A partially paralysed man has walked to the shops with the help of tiny electric shocks to his spine. With training, doctors hope to help other paraplegics walk again.

Richard Herman and his colleagues helped a wheelchair-bound quadriplegic follow a walking rhythm by holding him over a moving treadmill. He paced 50 metres slowly - but the effort was exhausting.

Zapping his spine while he was walking, slashed his pace time. The team planted pen-width electrodes in his lower back and gave low-level electrical stimulation1. "He began to walk 100, 200 metres," says Herman, of Arizona State University in Tempe.

After months of training, the patient can now walk up to a kilometre. About 230,000 people have spinal cord injuries in the United States. Herman hopes the technique could help up to 35% of these to lead relatively normal lives at home and in the community.

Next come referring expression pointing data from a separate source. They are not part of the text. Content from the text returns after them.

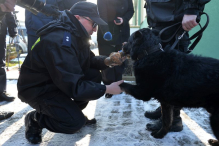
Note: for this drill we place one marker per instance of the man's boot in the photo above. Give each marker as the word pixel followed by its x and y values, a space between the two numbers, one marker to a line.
pixel 176 124
pixel 91 121
pixel 5 115
pixel 153 114
pixel 6 97
pixel 33 132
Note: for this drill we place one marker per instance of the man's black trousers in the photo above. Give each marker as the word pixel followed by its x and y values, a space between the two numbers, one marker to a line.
pixel 59 113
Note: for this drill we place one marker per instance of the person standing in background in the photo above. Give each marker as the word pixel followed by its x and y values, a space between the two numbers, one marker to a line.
pixel 8 24
pixel 34 22
pixel 117 14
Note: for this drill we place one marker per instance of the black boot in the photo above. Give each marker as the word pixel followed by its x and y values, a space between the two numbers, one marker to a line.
pixel 33 132
pixel 91 121
pixel 5 115
pixel 153 114
pixel 176 124
pixel 107 95
pixel 6 97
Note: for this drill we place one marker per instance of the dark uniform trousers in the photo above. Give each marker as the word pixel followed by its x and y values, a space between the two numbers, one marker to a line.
pixel 61 114
pixel 2 64
pixel 113 74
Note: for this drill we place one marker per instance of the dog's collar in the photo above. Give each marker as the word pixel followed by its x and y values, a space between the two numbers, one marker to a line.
pixel 150 51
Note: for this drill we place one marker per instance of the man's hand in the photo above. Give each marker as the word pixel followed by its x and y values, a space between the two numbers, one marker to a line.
pixel 189 21
pixel 121 21
pixel 8 5
pixel 114 88
pixel 114 59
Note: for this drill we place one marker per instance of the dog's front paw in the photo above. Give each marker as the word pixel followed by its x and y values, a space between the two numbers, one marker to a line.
pixel 213 142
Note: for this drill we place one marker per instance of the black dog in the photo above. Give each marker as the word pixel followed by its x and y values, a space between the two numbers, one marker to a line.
pixel 173 78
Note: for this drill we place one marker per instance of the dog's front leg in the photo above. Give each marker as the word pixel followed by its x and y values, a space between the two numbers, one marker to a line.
pixel 167 118
pixel 139 92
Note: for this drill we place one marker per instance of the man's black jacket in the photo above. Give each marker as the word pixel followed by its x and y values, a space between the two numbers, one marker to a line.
pixel 58 61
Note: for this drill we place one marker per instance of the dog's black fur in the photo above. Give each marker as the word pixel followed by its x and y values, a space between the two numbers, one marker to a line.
pixel 173 78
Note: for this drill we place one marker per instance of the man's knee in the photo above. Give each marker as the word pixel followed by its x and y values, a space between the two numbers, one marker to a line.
pixel 72 126
pixel 93 75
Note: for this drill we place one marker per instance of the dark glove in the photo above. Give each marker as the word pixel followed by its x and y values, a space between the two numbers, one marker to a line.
pixel 12 32
pixel 107 36
pixel 50 11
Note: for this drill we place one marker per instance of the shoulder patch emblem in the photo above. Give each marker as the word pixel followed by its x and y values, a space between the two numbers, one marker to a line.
pixel 66 39
pixel 37 41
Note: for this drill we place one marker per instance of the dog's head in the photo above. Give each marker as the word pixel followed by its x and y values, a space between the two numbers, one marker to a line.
pixel 140 41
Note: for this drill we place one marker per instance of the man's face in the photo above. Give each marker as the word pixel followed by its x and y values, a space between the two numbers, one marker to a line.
pixel 88 24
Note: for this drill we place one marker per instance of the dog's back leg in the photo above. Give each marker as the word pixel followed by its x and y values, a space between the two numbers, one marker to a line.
pixel 167 118
pixel 214 121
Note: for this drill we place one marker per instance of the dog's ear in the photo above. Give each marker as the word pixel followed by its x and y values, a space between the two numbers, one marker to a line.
pixel 138 35
pixel 155 32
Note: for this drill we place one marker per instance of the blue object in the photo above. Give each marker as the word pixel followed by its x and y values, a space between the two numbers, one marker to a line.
pixel 107 36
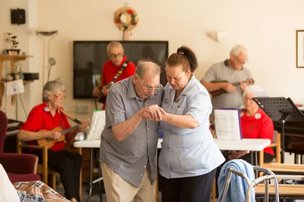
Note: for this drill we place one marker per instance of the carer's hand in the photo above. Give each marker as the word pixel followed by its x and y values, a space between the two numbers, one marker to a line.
pixel 153 112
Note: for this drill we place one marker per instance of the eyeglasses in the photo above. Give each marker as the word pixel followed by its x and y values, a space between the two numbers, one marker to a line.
pixel 118 55
pixel 150 88
pixel 59 95
pixel 240 61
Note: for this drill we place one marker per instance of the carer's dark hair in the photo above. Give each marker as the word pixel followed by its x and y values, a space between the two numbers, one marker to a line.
pixel 185 57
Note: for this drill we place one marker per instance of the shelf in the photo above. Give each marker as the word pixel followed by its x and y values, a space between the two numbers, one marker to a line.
pixel 12 59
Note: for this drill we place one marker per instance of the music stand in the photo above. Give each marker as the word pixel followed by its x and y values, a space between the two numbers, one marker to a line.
pixel 281 110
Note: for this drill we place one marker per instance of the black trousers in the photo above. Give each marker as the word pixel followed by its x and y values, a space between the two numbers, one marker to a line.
pixel 187 189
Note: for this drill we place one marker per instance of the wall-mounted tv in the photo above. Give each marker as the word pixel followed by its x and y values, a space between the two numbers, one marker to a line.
pixel 89 57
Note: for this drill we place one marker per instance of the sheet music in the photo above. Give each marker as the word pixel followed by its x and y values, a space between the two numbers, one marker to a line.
pixel 227 124
pixel 97 125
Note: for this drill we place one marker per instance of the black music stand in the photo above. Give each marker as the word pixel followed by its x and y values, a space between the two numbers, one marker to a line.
pixel 281 110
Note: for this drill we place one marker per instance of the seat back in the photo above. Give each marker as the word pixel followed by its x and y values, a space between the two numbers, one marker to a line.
pixel 277 147
pixel 3 129
pixel 43 164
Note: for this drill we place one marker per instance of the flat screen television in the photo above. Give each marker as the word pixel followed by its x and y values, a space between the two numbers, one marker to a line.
pixel 89 57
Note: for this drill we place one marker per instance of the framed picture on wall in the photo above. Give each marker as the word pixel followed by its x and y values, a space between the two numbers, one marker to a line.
pixel 300 48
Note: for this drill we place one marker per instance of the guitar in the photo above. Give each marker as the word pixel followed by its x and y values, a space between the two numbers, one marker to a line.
pixel 50 142
pixel 218 92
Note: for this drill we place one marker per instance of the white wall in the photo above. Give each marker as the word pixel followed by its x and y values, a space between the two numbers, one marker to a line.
pixel 267 28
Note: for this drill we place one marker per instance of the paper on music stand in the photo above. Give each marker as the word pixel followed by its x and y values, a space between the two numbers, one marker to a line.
pixel 97 125
pixel 14 87
pixel 227 124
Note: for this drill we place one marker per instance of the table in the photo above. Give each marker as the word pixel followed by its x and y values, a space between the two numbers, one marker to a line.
pixel 90 144
pixel 254 145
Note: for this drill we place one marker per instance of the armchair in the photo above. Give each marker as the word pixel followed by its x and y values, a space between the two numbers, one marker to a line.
pixel 18 167
pixel 25 168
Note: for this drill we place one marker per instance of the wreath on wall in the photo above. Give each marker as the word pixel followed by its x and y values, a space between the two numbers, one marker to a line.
pixel 126 18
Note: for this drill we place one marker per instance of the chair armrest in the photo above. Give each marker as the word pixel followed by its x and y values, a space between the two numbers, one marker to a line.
pixel 19 163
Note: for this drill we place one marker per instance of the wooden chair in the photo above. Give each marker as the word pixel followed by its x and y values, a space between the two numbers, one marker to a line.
pixel 42 167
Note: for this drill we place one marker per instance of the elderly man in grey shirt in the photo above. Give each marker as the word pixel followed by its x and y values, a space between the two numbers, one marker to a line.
pixel 128 148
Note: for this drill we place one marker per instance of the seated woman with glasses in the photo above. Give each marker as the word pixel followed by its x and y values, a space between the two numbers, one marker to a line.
pixel 115 69
pixel 255 123
pixel 44 124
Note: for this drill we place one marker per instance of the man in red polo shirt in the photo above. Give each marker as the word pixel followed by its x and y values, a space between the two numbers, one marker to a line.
pixel 115 69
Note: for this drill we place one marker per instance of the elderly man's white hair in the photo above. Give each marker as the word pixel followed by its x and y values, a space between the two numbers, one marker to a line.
pixel 256 90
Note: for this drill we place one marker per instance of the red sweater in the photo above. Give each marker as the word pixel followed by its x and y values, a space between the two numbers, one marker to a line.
pixel 41 119
pixel 109 71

"It's encouraging - because it's do-able now," says Edgar Garcia-Rill of the University of Arkansas in Fayetteville. Unlike more speculative research into paralysis treatments, Herman's "low-tech" approach could be applied immediately to those who have partially damaged spinal cords.

But patients with complete paralysis might not benefit as they are unable to stand in the first place.

Back to basics

An injured spinal cord regresses to resemble that of a newborn baby, believes Garcia-Rill, who tested the stimulation method in animals. Like toddlers, some paralysed people can learn how to walk again. This involves reactivating an innate walking program in the spinal cord that coordinates muscle movement and the left-right leg sequence.

It's naive to think one treatment will be sufficient
Hugues Barbeau, McGill University, Canada



Soft, constant stimulation of the spinal cord appears to excite this circuit and amplify the learned gait, Herman suggests - and it cuts the energy cost of walking. Unused muscle wastes, so movement tires it easily. Stimulation and training are like a daily jog, they force the muscles to switch into a more energy efficient mode, the Arkansas team showed.

Drugs that replace lost nerve signals in the spinal cord are also being put through clinical trials. Combining these with Herman's techniques is likely to prove the most effective therapy predicts Hugues Barbeau, who studies rehabilitation methods at McGill University in Montreal, Canada: "It's naive to think one will be sufficient," he says.

Efforts to regrow damaged nervous tissue using drugs, or to repair wounds using fetal tissue or stem-cell grafts are "very exciting", but still experimental, says Barbeau.


References
Herman, R. et al. Spinal cord stimulation facilitates functional walking in a chronic incomplete spinal cord injured. Spinal Cord, 39, (2002).